For reference, before the pandemic, only one-in-six homes were in that much debt, and in the late 1990s that number was a mere one-in-14.
According to the central bankers, the interest rate for mortgages by 2025 will be at 4.4 and 4.5 percent for variable and fixed rate mortgages, respectively. This represents a 2 percent increase from where rates are today.
With nearly 1.5 million Canadians buying homes in 2020 and 2021, when their mortgage is up for renewal in 2025 or 2026, the median increase of monthly payments will be $420.
Those with variable rate mortgages may experience an increase of as much as $800 a month.

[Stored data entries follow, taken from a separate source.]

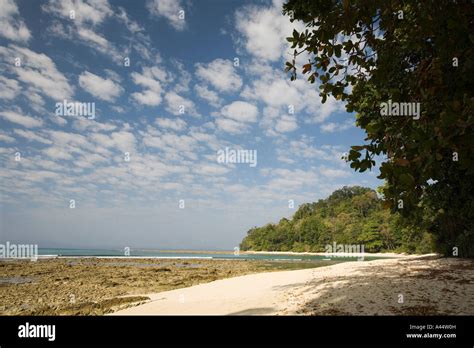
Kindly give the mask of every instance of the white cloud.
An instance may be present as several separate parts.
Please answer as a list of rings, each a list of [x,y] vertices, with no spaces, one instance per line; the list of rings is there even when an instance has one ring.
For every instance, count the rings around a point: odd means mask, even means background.
[[[290,115],[283,115],[275,125],[275,130],[280,133],[292,132],[297,128],[296,118]]]
[[[174,82],[177,82],[174,87],[173,87],[173,90],[176,92],[176,93],[185,93],[185,92],[188,92],[189,91],[189,84],[191,83],[191,80],[192,80],[192,75],[189,73],[189,71],[187,71],[185,68],[184,68],[184,64],[173,59],[172,61],[172,66],[173,68],[176,68],[175,71],[173,71],[173,80]]]
[[[46,139],[32,131],[23,130],[23,129],[15,129],[14,133],[30,141],[34,140],[39,143],[48,144],[48,145],[51,145],[53,143],[51,140]]]
[[[343,111],[343,103],[334,98],[328,98],[322,104],[317,86],[305,80],[289,81],[285,74],[276,70],[270,77],[264,76],[246,86],[241,97],[267,105],[261,122],[267,135],[275,136],[296,129],[300,115],[304,115],[306,123],[321,123],[333,113]]]
[[[320,167],[319,172],[328,178],[345,178],[351,176],[351,173],[348,173],[345,170],[329,167]]]
[[[297,81],[295,81],[297,82]],[[308,89],[308,86],[306,86]],[[272,71],[272,75],[254,80],[242,91],[242,96],[249,99],[261,100],[273,107],[293,105],[296,110],[302,108],[302,96],[295,83],[290,82],[285,75]],[[315,93],[317,96],[317,94]],[[319,96],[317,96],[319,98]]]
[[[250,103],[235,101],[224,106],[221,115],[240,122],[255,122],[257,121],[258,109]]]
[[[125,24],[127,29],[132,34],[136,34],[145,30],[140,24],[131,20],[130,17],[128,17],[128,14],[123,7],[118,8],[117,18]]]
[[[132,93],[134,98],[139,104],[148,106],[157,106],[161,103],[161,95],[151,89],[144,90],[143,92]]]
[[[321,104],[321,97],[316,86],[309,84],[302,79],[290,81],[281,71],[274,70],[271,77],[261,77],[254,80],[242,91],[242,96],[248,99],[254,99],[264,102],[270,107],[284,108],[288,113],[291,107],[295,113],[304,111],[309,114],[317,114],[323,120],[335,108],[325,109],[326,104]],[[337,104],[336,104],[337,106]]]
[[[174,131],[181,131],[186,128],[186,122],[180,118],[169,119],[169,118],[157,118],[155,123],[162,128],[169,128]]]
[[[166,93],[165,100],[166,110],[173,115],[199,116],[194,103],[189,99],[181,97],[175,92]]]
[[[0,99],[14,99],[20,94],[18,81],[0,76]]]
[[[39,95],[38,90],[34,87],[29,87],[26,91],[23,92],[23,95],[31,102],[30,107],[38,113],[47,113],[44,109],[45,101],[41,95]]]
[[[87,154],[74,161],[74,165],[81,168],[94,168],[99,163],[108,162],[108,159],[98,154]]]
[[[226,59],[196,64],[196,76],[222,92],[236,92],[242,87],[242,79],[235,72],[233,63]]]
[[[274,0],[270,6],[244,6],[235,14],[237,43],[252,57],[250,63],[243,66],[252,79],[242,90],[241,97],[266,104],[260,126],[269,136],[296,130],[300,117],[306,123],[321,123],[343,108],[342,103],[333,98],[322,104],[317,85],[305,79],[290,81],[282,69],[269,64],[281,64],[282,60],[289,59],[291,50],[286,37],[291,36],[294,29],[304,29],[301,23],[291,23],[289,17],[281,13],[282,4],[282,0]]]
[[[180,11],[183,10],[181,0],[151,0],[147,4],[151,14],[166,18],[176,30],[183,30],[186,22],[181,19]]]
[[[0,141],[3,141],[5,143],[13,143],[15,142],[15,138],[9,136],[8,134],[5,133],[0,133]]]
[[[59,126],[65,126],[67,124],[66,118],[54,114],[50,115],[49,119]]]
[[[173,133],[165,133],[160,136],[146,135],[143,138],[143,144],[158,148],[165,153],[165,157],[181,163],[183,163],[181,156],[197,159],[195,151],[197,151],[198,141],[189,135]]]
[[[248,130],[248,125],[237,122],[229,118],[219,118],[216,120],[217,128],[231,134],[242,134]]]
[[[235,101],[212,115],[217,117],[216,126],[219,129],[231,134],[241,134],[249,129],[248,123],[257,121],[258,108],[247,102]]]
[[[132,80],[144,88],[142,92],[132,93],[132,98],[138,103],[148,106],[157,106],[161,103],[163,93],[161,84],[168,80],[164,70],[158,67],[145,67],[141,74],[133,72]]]
[[[55,100],[72,96],[73,88],[47,55],[10,45],[8,48],[0,47],[0,57],[5,61],[10,61],[11,57],[20,58],[21,67],[12,67],[11,72],[15,73],[21,82],[35,87],[42,94]]]
[[[74,23],[92,26],[101,24],[113,14],[107,0],[50,0],[43,10],[64,19],[69,19],[70,11],[74,11],[75,18],[71,19]]]
[[[120,59],[120,55],[116,49],[110,44],[110,42],[103,36],[97,34],[95,31],[88,28],[77,28],[76,34],[78,38],[87,43],[91,47],[95,48],[99,52],[111,55],[114,59]]]
[[[324,122],[333,113],[344,112],[344,104],[335,98],[328,97],[326,102],[321,103],[321,99],[315,99],[315,103],[312,103],[312,117],[308,119],[308,122],[321,123]]]
[[[48,147],[43,150],[43,153],[56,160],[70,160],[73,158],[70,153],[58,147]]]
[[[21,115],[15,111],[2,111],[0,112],[0,116],[7,121],[17,123],[27,128],[40,127],[43,125],[42,120],[31,116]]]
[[[54,22],[48,30],[51,34],[65,39],[77,38],[83,44],[121,62],[123,57],[117,48],[96,32],[97,27],[106,19],[114,17],[114,11],[107,0],[49,0],[41,8],[57,19],[68,22],[66,26],[58,21]],[[71,11],[74,11],[74,19],[70,18]],[[124,21],[122,12],[116,17],[121,22]]]
[[[284,169],[274,168],[267,171],[263,170],[263,176],[270,176],[272,179],[267,186],[272,191],[294,190],[302,186],[315,186],[319,179],[313,168],[309,170],[302,169]]]
[[[81,153],[81,149],[95,149],[91,142],[81,134],[57,130],[48,130],[47,133],[55,146],[61,148],[68,147],[72,152]]]
[[[322,124],[320,126],[321,132],[323,133],[334,133],[334,132],[342,132],[347,129],[350,129],[354,127],[355,123],[354,120],[346,120],[342,123],[334,123],[334,122],[329,122]]]
[[[312,138],[303,136],[300,140],[291,140],[289,144],[285,142],[283,147],[277,148],[276,153],[279,161],[293,164],[297,158],[304,158],[306,162],[312,159],[333,160],[337,156],[332,150],[332,148],[315,147]]]
[[[20,18],[20,11],[13,0],[0,0],[0,36],[12,41],[26,42],[31,33]]]
[[[112,123],[97,122],[95,120],[89,120],[86,117],[74,118],[72,126],[81,132],[85,130],[90,132],[110,132],[117,128],[117,126]]]
[[[123,153],[133,153],[135,151],[136,139],[131,132],[120,131],[110,135],[96,133],[92,134],[91,138],[97,145],[102,147],[118,149]]]
[[[298,128],[298,122],[294,114],[289,114],[285,108],[270,107],[263,108],[263,117],[260,127],[268,136],[281,136],[281,133],[291,132]]]
[[[160,86],[159,82],[166,83],[169,81],[166,71],[157,66],[144,67],[142,74],[132,73],[132,77],[136,84],[150,89],[158,88]]]
[[[89,71],[79,76],[79,85],[92,96],[109,102],[114,101],[123,92],[123,88],[114,80],[104,79]]]
[[[197,84],[194,86],[194,90],[200,98],[207,101],[211,106],[219,107],[221,105],[222,100],[219,95],[206,86]]]
[[[246,6],[235,14],[236,28],[247,53],[264,61],[278,61],[290,52],[286,41],[294,28],[301,30],[303,24],[290,22],[282,14],[282,1],[273,1],[272,6]]]
[[[230,169],[219,165],[203,164],[193,168],[193,171],[200,175],[222,175],[228,173]]]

Inflation, interest rate hikes, and cost of living has been a hot button issue in Canada in recent months, particularly in the lead-up to the Conservative Party of Canada leadership vote that takes place in September.
While Prime Minister Justin Trudeau and other left-leaning politicians have attempted to blame COVID-19, the Russian-Ukraine conflict, or any number of other things for skyrocketing inflation in the housing market and consumer goods, Conservative Party leadership candidate Pierre Poilievre has consistently pointed to the deficit spending and “money printing” done under the Trudeau government.
Poilievre also has questioned whether the Trudeau government’s role in creating inflation through massive government spending is intentional, given Trudeau and his Finance Minister Chrystia Freeland’s ties to the World Economic Forum, whose “Great Reset” agenda says that by 2030 “you’ll own nothing and you’ll be happy.”
“[T]hat’s the agenda of these people,” Poilievre remarked last summer when talking about housing prices and inflation. “Maybe that’s why over the last year they’ve done everything in their power to make housing completely unaffordable so that nobody can afford it except them … ”
The pro-life candidate for leadership, Leslyn Lewis, has also condemned the Liberal Party’s ties to globalist organizations like the WEF and the World Health Organization, promising she will ensure Canada’s sovereignty if elected.